Bisognerà attendere il Rinascimento per ritrovare una letteratura che restituisca al vino il suo vero ruolo di protagonista della cultura occidentale e che torni a decantarne le sue qualità.

Nel diciassettesimo secolo, si affinò ulteriormente l'arte dei bottai, divennero meno costose le bottiglie e si diffusero ulteriormente i tappi in sughero. Tutto questo contribuì alla conservazione e al trasporto del vino favorendone il suo commercio.

Siamo arrivati così al diciottesimo secolo dove la ricerca di un vino migliore e di qualità porta a produrre vini più forti e con una fermentazione più lunga. 

Anche l'affinamento riceve nuovi impulsi da questo periodo e si iniziano a ricercare nuove strade dove l'invecchiamento rivesta un'ulteriore arricchimento qualitativo. 

Ma il vero sviluppo nella produzione di vini si ha a partire dal diciannovesimo secolo, dove il vino inizia a divenire fonte di reddito e di innovazione anche per tanti viticoltori italiani. 

Questo è anche il secolo ricordato per la fillossera che si abbatte senza pietà su tutta l'Europa e, dopo il suo passaggio, non rimane che ripartire da zero innestando la vite europea sulla radice americana immune a questo afide. 

Il ventesimo secolo e l'attuale, sono i periodi in cui sono state fatte molte scelte innovative basate soprattutto sulle nuove tecnologie e tecniche di studio della vite.
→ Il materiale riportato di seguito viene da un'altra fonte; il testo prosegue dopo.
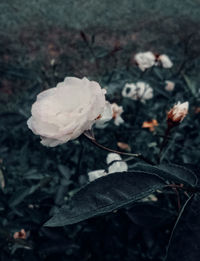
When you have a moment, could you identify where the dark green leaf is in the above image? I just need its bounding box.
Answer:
[131,163,197,186]
[45,171,166,227]
[166,194,200,261]
[127,203,174,228]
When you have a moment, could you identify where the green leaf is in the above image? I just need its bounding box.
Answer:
[45,171,166,227]
[166,194,200,261]
[183,74,197,97]
[131,163,197,186]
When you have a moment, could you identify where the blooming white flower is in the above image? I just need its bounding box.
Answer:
[135,52,156,71]
[158,54,173,68]
[95,102,112,129]
[106,153,128,174]
[88,153,128,182]
[167,102,189,126]
[165,81,175,92]
[27,77,107,147]
[106,152,122,164]
[111,103,124,126]
[122,82,153,102]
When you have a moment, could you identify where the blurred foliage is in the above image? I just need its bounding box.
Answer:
[0,0,200,261]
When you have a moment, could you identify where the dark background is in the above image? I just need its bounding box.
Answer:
[0,0,200,261]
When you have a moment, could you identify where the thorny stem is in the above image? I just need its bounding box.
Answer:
[158,125,171,164]
[84,134,155,165]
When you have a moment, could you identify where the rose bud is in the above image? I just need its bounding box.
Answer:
[158,54,173,69]
[135,52,156,71]
[27,77,108,147]
[167,102,189,127]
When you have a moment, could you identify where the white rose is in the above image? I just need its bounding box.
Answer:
[158,54,173,68]
[167,102,189,126]
[27,77,106,147]
[135,52,156,71]
[165,81,175,92]
[95,102,112,129]
[111,103,124,126]
[122,82,153,102]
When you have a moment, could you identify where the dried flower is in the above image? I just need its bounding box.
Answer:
[117,142,131,152]
[165,81,175,92]
[122,82,153,102]
[27,77,107,147]
[142,119,158,131]
[167,102,189,127]
[158,54,173,69]
[13,229,27,239]
[135,52,156,71]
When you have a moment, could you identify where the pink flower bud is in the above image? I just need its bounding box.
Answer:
[167,102,189,127]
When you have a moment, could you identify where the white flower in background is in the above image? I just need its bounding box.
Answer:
[165,81,175,92]
[88,169,107,182]
[106,153,128,174]
[88,153,128,182]
[158,54,173,68]
[111,103,124,126]
[167,102,189,126]
[135,52,156,71]
[95,102,113,129]
[106,153,122,164]
[27,77,106,147]
[122,82,153,102]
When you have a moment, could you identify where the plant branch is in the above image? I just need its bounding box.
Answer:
[84,134,155,165]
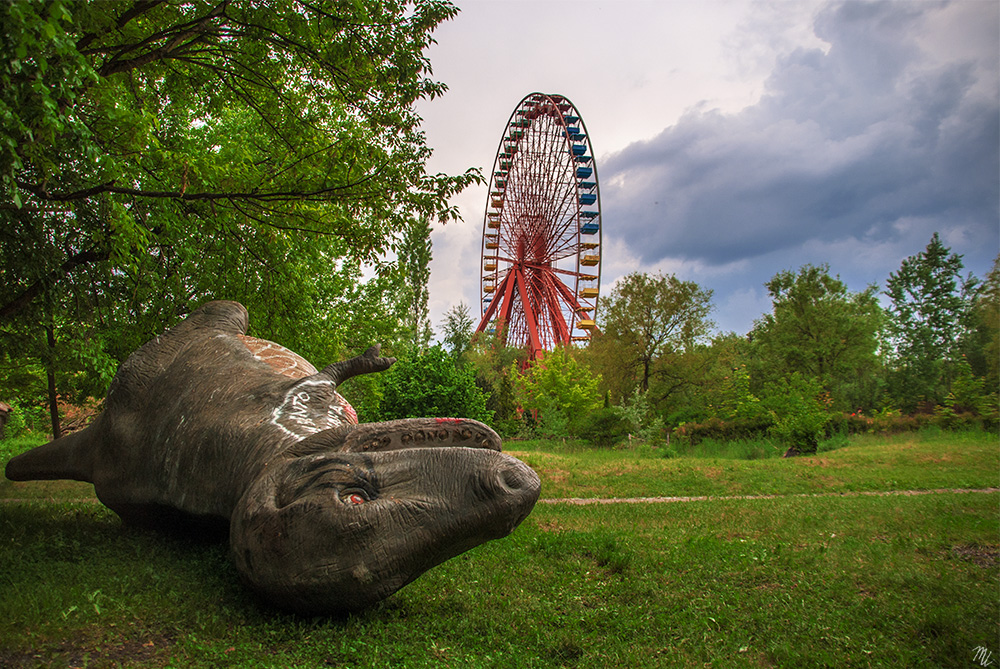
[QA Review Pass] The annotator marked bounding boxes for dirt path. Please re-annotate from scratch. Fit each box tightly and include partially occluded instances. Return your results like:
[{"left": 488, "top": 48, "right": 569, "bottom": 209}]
[{"left": 538, "top": 488, "right": 1000, "bottom": 504}]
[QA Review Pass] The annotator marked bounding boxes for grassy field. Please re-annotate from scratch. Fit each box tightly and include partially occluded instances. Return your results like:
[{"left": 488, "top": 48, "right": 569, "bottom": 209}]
[{"left": 0, "top": 433, "right": 1000, "bottom": 669}]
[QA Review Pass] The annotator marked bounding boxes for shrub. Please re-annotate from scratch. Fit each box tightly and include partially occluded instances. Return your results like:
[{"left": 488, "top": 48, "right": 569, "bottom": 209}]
[
  {"left": 576, "top": 407, "right": 630, "bottom": 448},
  {"left": 378, "top": 346, "right": 492, "bottom": 422},
  {"left": 767, "top": 372, "right": 833, "bottom": 453}
]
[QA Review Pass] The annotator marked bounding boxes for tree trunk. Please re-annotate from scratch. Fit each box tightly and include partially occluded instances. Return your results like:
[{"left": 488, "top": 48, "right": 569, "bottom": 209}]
[{"left": 45, "top": 323, "right": 62, "bottom": 439}]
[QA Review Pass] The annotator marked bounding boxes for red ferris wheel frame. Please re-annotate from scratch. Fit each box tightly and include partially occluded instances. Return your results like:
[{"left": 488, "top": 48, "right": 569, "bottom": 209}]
[{"left": 476, "top": 93, "right": 601, "bottom": 359}]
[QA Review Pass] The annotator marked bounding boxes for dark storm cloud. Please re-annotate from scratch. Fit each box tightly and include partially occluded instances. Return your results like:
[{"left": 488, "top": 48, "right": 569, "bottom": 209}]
[{"left": 600, "top": 2, "right": 1000, "bottom": 274}]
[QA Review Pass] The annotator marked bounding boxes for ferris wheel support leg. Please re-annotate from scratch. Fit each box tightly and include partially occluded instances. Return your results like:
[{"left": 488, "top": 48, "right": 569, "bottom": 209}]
[
  {"left": 476, "top": 274, "right": 510, "bottom": 332},
  {"left": 542, "top": 272, "right": 570, "bottom": 344},
  {"left": 514, "top": 268, "right": 542, "bottom": 359}
]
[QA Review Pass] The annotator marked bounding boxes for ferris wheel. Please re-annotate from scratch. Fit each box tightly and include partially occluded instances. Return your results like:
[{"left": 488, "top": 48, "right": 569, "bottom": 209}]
[{"left": 476, "top": 93, "right": 601, "bottom": 359}]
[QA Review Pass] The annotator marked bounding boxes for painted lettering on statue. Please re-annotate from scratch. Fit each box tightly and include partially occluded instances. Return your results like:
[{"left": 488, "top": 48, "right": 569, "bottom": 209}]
[{"left": 271, "top": 380, "right": 358, "bottom": 440}]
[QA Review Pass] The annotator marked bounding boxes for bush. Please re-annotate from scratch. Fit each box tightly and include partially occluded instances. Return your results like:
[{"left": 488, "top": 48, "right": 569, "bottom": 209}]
[
  {"left": 673, "top": 416, "right": 772, "bottom": 445},
  {"left": 377, "top": 346, "right": 492, "bottom": 423},
  {"left": 4, "top": 398, "right": 52, "bottom": 439},
  {"left": 576, "top": 407, "right": 630, "bottom": 448},
  {"left": 767, "top": 372, "right": 833, "bottom": 453}
]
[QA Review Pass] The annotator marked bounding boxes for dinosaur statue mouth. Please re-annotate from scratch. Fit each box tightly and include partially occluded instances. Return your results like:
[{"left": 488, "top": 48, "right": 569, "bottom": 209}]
[{"left": 230, "top": 447, "right": 540, "bottom": 612}]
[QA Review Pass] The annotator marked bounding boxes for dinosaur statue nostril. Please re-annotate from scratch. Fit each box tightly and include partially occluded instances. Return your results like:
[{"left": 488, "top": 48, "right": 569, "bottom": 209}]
[{"left": 495, "top": 459, "right": 539, "bottom": 494}]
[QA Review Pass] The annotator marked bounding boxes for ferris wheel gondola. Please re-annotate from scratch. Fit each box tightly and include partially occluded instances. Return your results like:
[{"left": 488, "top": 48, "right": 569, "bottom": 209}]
[{"left": 477, "top": 93, "right": 601, "bottom": 359}]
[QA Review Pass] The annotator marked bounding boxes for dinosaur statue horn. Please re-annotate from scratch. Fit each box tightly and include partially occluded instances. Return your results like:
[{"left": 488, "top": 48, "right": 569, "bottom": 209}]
[
  {"left": 6, "top": 423, "right": 96, "bottom": 483},
  {"left": 319, "top": 345, "right": 396, "bottom": 386}
]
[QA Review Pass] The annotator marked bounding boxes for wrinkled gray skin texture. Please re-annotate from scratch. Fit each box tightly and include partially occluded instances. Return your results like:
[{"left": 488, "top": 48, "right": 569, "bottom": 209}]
[{"left": 6, "top": 302, "right": 539, "bottom": 614}]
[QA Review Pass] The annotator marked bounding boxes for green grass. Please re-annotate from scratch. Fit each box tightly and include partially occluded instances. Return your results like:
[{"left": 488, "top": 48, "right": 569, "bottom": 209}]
[{"left": 0, "top": 434, "right": 1000, "bottom": 669}]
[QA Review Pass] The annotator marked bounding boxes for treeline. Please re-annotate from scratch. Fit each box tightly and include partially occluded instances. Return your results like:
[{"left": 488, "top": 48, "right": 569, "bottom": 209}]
[
  {"left": 0, "top": 0, "right": 1000, "bottom": 450},
  {"left": 354, "top": 234, "right": 1000, "bottom": 452}
]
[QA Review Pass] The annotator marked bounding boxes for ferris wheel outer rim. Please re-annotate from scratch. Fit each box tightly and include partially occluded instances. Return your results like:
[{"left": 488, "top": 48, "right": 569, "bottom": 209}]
[{"left": 477, "top": 91, "right": 604, "bottom": 349}]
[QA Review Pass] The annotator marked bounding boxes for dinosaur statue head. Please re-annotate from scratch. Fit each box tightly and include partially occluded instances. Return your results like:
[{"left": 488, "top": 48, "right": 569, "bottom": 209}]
[{"left": 230, "top": 419, "right": 540, "bottom": 613}]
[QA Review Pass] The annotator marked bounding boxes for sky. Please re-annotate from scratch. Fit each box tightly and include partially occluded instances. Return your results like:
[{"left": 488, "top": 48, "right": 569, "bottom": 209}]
[{"left": 417, "top": 0, "right": 1000, "bottom": 334}]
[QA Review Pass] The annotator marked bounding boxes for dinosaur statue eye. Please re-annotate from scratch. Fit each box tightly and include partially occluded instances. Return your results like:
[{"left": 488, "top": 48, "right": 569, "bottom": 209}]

Sono anche anni in cui si è visto l'arrivo di vini provenienti dalle più disparate zone del mondo (soprattutto dalla California e dall'Australia), che hanno acquisito in breve tempo le tecniche di coltivazione affinate in Europa in tanti secoli di tentativi, storia e cultura.

Da parte loro, questi nuovi produttori, grazie alla mancanza di convenzioni e condizionamenti vari, hanno avuto la possibilità di presentarsi al mercato mondiale.

Per quanto riguarda l'Italia, si può dire che ci sia ancora tanto da fare in questo senso, poiché abbiamo dei vitigni eccezionali che hanno solo bisogno di spinte lungimiranti e visionarie verso qualità ancora più alte.

Un grosso cambiamento si è avuto a partire dagli anni '60, introducendo nuove tecniche innovative di vinificazione e affinamento e i risultati sono stati la realizzazione di vini che hanno ottenuto importanti premi e riconoscimenti internazionali di prestigio e di conseguenza la conquista di maggiori quote di mercato.

Il vino made in Italy è sempre più un cult mondiale e per questo, in questi anni, si riscontra una forte evoluzione del nostro patrimonio vitivinicolo.